Teaching and Fantasy Literature: When All Stories Were Fantasy Stories

Kids under age six are not lying to you, not exactly. When they want something to be true, they genuinely cannot tell that it isn’t. When they fear something might be true, no amount of reassurance is enough, because whatever they project onto the world is indistinguishable from the world itself. My five-year-old really believes his classmate told him it was okay to cut her hair with craft scissors, and he is not trying to manipulate me when he says the monster will emerge from behind his dresser if I turn off his bedroom light. His imagination is as real to him as anything he can touch.

Of course, adults are not always able to distinguish between the world and their mental projections upon the world. We all slip sometimes, a few of us slip a lot, and a very few cultivate slippage deliberately.
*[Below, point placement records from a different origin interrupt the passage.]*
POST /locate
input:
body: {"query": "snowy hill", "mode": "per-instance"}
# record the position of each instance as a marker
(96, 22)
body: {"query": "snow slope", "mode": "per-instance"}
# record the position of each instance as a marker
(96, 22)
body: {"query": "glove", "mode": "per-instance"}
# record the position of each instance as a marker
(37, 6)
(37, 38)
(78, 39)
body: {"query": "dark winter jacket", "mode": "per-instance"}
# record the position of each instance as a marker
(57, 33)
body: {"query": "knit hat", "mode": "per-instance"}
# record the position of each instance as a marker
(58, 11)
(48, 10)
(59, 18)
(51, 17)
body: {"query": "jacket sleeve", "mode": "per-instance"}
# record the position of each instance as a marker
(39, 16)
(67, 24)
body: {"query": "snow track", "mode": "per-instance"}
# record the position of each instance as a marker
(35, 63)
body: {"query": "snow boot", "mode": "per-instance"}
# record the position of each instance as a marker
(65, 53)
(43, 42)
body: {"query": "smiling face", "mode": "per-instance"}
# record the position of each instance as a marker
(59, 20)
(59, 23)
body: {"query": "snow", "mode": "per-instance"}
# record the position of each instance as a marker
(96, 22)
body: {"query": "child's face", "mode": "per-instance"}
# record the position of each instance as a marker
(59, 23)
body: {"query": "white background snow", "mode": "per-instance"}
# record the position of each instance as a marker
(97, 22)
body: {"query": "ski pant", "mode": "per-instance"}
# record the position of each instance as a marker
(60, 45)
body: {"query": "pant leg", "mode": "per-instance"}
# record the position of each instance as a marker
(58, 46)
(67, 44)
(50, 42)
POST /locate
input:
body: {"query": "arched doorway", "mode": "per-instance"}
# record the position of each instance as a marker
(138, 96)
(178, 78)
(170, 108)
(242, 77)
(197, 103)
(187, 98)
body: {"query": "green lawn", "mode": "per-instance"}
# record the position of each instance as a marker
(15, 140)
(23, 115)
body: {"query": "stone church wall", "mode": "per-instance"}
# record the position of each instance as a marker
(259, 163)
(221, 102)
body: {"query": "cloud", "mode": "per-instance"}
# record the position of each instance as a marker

We like imagining that we could shuck this dreadful adult ability, or avoid developing it at all, as the protagonist of  Michel Gondry’s gorgeous film The Science of Sleep does. The thing is, for all of us, there was a long time in childhood when any boundary between reality and fantasy always seemed more like an arbitrary exercise of power on the part of the adults in our lives than like an externally real fact we had to cope with. Why must my son hold my hand when we cross a parking lot in the dark? He believes he is impervious to cars, and can say so using the word “impervious,” so clearly the hand-holding rule must just be Mommy’s power trip.

It doesn’t help that the real world is weird, and so complicated that grown-up attempts to explain it at a child’s level only pump up the weirdness.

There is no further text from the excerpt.